Credits: Foto di @Bernd Strohbach Dr. med. | Pixabay

 

Un po' di gossip

Diciamoci la verità. Alla fine sono lo sbarco in Laguna e il tappeto rosso a richiamare l'attenzione dei più. Nulla togliere alla bellezza delle pellicole ma tant'è. Quest'anno tra il sommesso e l'estremo più di una star (o quasi) ha fatto parlare di sé. Di certo a non passare inosservato è stato lo stuolo di tronisti e corteggiatori trasformati in pseudo influencer. L'elenco è lungo. A coppia o in versione single sono stai sempre in grado di catturare l'attenzione dei fotografi. Tra gli argomenti di maggior curiosità mediatica?
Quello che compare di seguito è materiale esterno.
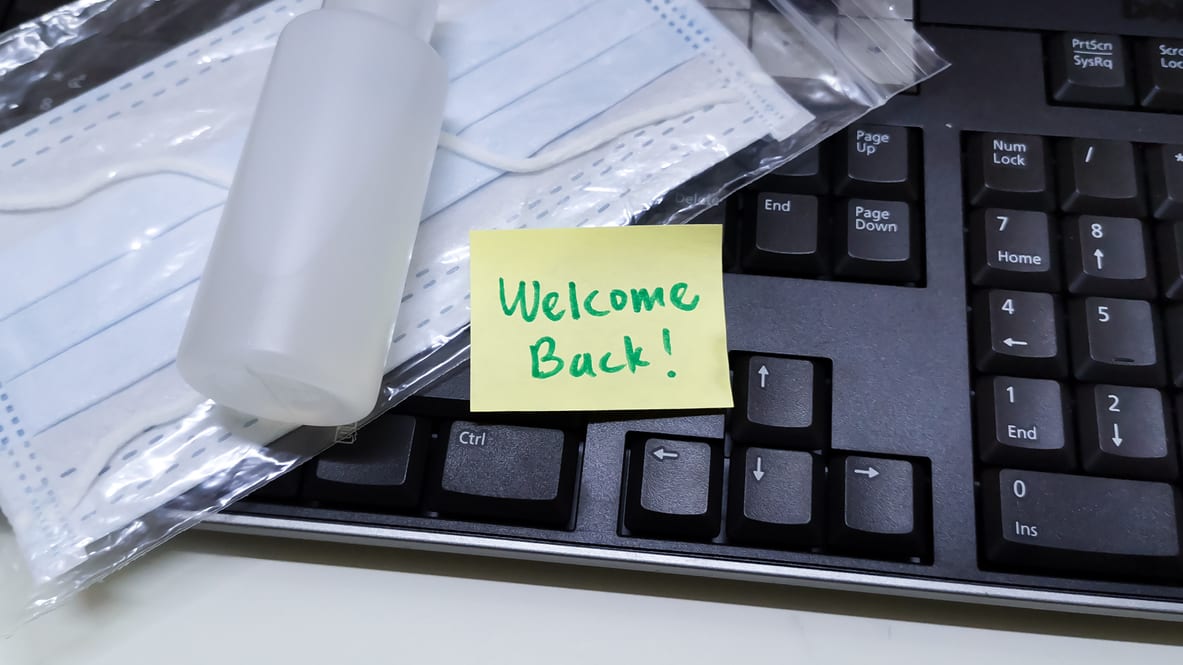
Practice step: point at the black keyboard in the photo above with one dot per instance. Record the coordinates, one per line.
(956, 334)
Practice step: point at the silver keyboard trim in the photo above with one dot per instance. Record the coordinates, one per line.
(671, 563)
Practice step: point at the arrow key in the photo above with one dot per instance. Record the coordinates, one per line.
(674, 488)
(781, 401)
(1107, 256)
(775, 498)
(1019, 333)
(1124, 432)
(878, 508)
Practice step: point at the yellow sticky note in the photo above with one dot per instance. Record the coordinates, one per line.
(599, 320)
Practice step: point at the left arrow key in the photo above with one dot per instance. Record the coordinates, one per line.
(674, 489)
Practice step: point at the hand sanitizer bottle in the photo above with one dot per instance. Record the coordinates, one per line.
(297, 304)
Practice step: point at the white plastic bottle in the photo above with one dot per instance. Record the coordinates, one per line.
(293, 316)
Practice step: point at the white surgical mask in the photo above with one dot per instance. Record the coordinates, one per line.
(97, 426)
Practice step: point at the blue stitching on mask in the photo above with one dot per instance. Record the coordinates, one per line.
(147, 76)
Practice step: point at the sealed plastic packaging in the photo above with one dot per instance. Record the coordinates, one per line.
(122, 123)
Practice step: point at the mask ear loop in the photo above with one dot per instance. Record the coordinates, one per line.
(96, 182)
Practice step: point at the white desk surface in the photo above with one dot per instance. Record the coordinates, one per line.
(211, 599)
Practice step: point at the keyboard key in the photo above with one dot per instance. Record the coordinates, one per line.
(1170, 259)
(674, 489)
(1124, 432)
(1090, 69)
(1013, 249)
(1107, 256)
(1023, 423)
(787, 237)
(1116, 341)
(876, 509)
(508, 473)
(1161, 73)
(1019, 333)
(807, 174)
(1010, 170)
(1075, 523)
(1100, 178)
(381, 470)
(776, 498)
(879, 240)
(1175, 339)
(782, 402)
(879, 162)
(1164, 172)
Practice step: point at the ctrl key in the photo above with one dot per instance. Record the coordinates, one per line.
(508, 473)
(1083, 524)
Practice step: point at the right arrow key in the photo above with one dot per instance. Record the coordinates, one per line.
(878, 508)
(781, 401)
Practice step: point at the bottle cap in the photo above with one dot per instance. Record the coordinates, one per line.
(417, 15)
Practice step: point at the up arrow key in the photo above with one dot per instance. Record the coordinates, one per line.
(758, 473)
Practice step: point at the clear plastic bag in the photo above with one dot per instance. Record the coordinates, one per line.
(121, 122)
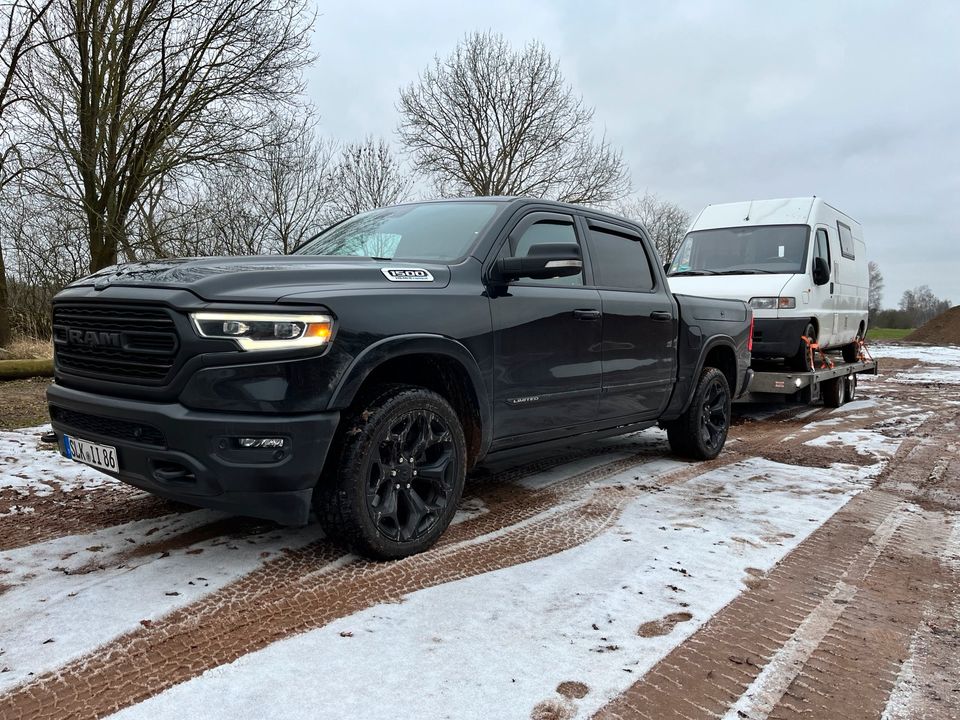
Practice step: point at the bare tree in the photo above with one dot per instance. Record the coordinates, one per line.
(367, 176)
(666, 222)
(19, 20)
(875, 293)
(921, 305)
(295, 168)
(128, 91)
(490, 120)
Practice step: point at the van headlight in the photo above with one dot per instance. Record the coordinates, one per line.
(265, 331)
(779, 303)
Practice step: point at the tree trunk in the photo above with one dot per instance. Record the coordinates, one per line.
(104, 241)
(4, 304)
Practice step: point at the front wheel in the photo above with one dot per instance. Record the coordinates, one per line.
(397, 475)
(701, 431)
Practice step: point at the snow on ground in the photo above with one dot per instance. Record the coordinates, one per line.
(464, 649)
(923, 353)
(928, 375)
(27, 465)
(56, 588)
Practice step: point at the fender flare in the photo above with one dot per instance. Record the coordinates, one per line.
(415, 344)
(711, 344)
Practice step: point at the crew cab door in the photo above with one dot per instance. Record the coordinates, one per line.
(639, 323)
(547, 367)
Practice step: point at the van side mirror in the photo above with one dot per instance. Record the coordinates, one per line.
(542, 262)
(821, 271)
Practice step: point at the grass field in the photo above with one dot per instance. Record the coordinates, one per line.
(888, 333)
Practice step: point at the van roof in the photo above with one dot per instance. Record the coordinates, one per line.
(781, 211)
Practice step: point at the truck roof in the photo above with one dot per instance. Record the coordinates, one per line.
(780, 211)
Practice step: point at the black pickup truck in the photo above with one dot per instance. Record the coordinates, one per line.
(364, 374)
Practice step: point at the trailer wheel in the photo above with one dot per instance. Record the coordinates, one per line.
(701, 431)
(834, 391)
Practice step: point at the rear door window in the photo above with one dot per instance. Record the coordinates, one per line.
(846, 241)
(619, 261)
(822, 248)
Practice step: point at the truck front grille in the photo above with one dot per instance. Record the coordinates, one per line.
(127, 343)
(108, 427)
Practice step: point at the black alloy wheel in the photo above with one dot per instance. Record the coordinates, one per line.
(715, 415)
(701, 431)
(395, 473)
(410, 480)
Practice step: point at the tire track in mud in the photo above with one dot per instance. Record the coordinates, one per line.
(309, 587)
(825, 632)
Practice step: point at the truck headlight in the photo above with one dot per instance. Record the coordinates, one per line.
(780, 303)
(265, 331)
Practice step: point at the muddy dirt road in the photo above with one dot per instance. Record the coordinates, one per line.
(813, 570)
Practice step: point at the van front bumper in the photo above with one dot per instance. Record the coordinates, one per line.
(195, 457)
(778, 337)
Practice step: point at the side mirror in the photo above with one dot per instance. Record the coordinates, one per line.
(821, 271)
(542, 262)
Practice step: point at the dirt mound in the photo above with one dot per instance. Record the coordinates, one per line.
(942, 330)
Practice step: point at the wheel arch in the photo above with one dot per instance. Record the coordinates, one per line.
(435, 362)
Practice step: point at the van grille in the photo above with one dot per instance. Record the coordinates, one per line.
(125, 343)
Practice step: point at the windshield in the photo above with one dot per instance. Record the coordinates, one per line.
(742, 251)
(430, 231)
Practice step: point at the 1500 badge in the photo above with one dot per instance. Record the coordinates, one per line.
(407, 274)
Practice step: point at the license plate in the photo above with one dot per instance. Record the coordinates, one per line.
(101, 456)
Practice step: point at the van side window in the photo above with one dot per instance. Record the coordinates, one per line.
(822, 248)
(846, 241)
(620, 261)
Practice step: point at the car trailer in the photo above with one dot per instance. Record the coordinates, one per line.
(834, 381)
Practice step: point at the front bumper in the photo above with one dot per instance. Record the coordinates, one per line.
(778, 337)
(192, 456)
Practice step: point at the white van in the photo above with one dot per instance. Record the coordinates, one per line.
(800, 263)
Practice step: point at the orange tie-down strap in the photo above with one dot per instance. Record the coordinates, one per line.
(813, 348)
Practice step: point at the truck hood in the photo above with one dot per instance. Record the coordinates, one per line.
(266, 278)
(732, 287)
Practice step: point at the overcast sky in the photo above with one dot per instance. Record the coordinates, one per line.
(856, 102)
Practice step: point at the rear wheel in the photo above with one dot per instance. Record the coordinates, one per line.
(702, 430)
(803, 360)
(397, 477)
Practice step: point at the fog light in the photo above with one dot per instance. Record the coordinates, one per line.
(260, 442)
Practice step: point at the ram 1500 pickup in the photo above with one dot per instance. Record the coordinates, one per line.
(363, 375)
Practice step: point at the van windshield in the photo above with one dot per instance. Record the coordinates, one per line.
(779, 249)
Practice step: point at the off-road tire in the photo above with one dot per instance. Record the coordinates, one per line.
(343, 499)
(699, 434)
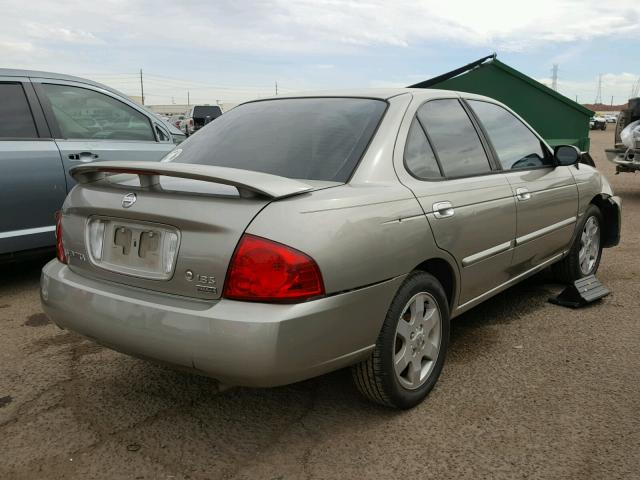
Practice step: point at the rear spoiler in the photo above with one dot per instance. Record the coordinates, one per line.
(248, 183)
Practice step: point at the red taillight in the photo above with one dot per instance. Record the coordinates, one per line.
(266, 271)
(60, 255)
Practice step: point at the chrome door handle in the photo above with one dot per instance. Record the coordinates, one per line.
(83, 156)
(443, 210)
(523, 194)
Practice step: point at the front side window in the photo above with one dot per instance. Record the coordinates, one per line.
(304, 138)
(454, 138)
(516, 146)
(418, 155)
(86, 114)
(16, 120)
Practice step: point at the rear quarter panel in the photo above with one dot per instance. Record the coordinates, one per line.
(366, 231)
(358, 235)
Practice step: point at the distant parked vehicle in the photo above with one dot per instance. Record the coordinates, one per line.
(198, 116)
(176, 120)
(51, 122)
(597, 123)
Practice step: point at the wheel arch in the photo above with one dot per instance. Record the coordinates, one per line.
(611, 218)
(445, 273)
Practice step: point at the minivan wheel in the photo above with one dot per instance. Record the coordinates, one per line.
(584, 257)
(411, 347)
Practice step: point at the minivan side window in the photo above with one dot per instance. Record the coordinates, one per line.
(418, 155)
(454, 138)
(16, 120)
(86, 114)
(517, 147)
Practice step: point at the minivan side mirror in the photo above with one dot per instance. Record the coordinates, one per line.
(566, 155)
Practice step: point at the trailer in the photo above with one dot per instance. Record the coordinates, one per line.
(626, 152)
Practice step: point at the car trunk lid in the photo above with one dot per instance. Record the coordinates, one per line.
(173, 229)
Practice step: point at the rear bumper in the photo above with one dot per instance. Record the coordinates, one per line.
(240, 343)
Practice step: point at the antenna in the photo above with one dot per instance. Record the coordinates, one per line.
(141, 87)
(554, 77)
(599, 94)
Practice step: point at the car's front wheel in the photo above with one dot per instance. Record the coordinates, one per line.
(411, 347)
(584, 256)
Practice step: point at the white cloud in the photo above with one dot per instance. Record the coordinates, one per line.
(57, 35)
(616, 85)
(323, 25)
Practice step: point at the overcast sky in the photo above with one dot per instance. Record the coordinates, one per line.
(234, 50)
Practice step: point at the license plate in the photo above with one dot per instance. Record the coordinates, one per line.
(134, 248)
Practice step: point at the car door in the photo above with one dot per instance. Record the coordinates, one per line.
(32, 184)
(469, 205)
(546, 195)
(91, 124)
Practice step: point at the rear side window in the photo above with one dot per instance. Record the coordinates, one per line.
(16, 120)
(517, 147)
(454, 138)
(418, 155)
(305, 138)
(86, 114)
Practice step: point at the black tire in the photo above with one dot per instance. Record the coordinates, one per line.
(568, 269)
(375, 377)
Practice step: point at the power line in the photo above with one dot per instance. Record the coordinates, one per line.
(599, 94)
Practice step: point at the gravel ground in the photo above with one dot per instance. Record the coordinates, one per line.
(529, 390)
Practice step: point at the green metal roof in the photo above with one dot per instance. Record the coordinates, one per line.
(534, 83)
(558, 119)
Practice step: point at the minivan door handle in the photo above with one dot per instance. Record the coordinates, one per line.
(83, 156)
(523, 194)
(443, 210)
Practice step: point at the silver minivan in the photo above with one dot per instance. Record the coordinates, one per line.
(51, 122)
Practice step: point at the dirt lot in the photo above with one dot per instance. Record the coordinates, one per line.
(530, 390)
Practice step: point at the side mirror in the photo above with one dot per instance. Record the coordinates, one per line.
(566, 155)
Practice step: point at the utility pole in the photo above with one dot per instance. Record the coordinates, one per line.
(141, 87)
(599, 94)
(554, 81)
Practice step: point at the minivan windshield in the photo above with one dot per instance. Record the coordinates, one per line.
(303, 138)
(205, 111)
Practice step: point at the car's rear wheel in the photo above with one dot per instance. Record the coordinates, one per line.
(584, 257)
(411, 347)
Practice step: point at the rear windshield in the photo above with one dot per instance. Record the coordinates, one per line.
(206, 111)
(306, 138)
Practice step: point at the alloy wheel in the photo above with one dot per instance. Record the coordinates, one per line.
(417, 341)
(589, 246)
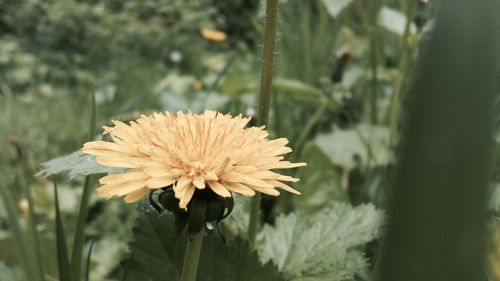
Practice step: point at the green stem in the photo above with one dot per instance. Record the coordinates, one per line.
(373, 62)
(33, 229)
(79, 239)
(192, 258)
(266, 81)
(405, 60)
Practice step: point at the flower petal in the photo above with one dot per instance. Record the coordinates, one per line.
(219, 189)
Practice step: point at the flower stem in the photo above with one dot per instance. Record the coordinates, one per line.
(192, 257)
(266, 81)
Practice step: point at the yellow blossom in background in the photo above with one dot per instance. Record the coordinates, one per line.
(213, 35)
(190, 152)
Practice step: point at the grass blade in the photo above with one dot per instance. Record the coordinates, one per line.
(62, 250)
(38, 259)
(79, 239)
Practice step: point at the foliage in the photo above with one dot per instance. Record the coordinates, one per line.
(326, 246)
(157, 255)
(144, 56)
(77, 163)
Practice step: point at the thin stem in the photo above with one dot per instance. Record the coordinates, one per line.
(266, 81)
(373, 62)
(192, 258)
(79, 238)
(405, 61)
(33, 229)
(266, 78)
L'acne di Giulia De Lellis (che ha scelto di coprire parzialmente per dare un messaggio di #skinpositivity), l'etichetta a penzoloni dalla giacca di Georgina Rodriguez (eh sì, la mogliettina di Cristiano Ronaldo l'ha fatta grossa) e il bacio saffico tra Elisa De Panicis e Mila Suarez, entrambe ex gieffine. Certo queste gentili signore non possono far eco alle Loren e Lollobrigida di un dì, da cui sono lontane anni luce. I tempi sono cambiati, decisamente.

 

Hairstyle e mascherina

Nel rispetto delle normative anti-Covid, Kasia Smutniak al red carpet dell'ultima serata si è presentata così. Indossando la mascherina in pendant con uno splendido abito scivolato. Per l'hairstile by Cotril il mood è stato “less is more”, caratterizzato da riga centrale e capelli sciolti con una piega mossa da onde blande dall’effetto naturale lavorate a spazzola e phon e definite con l’aiuto della piastra.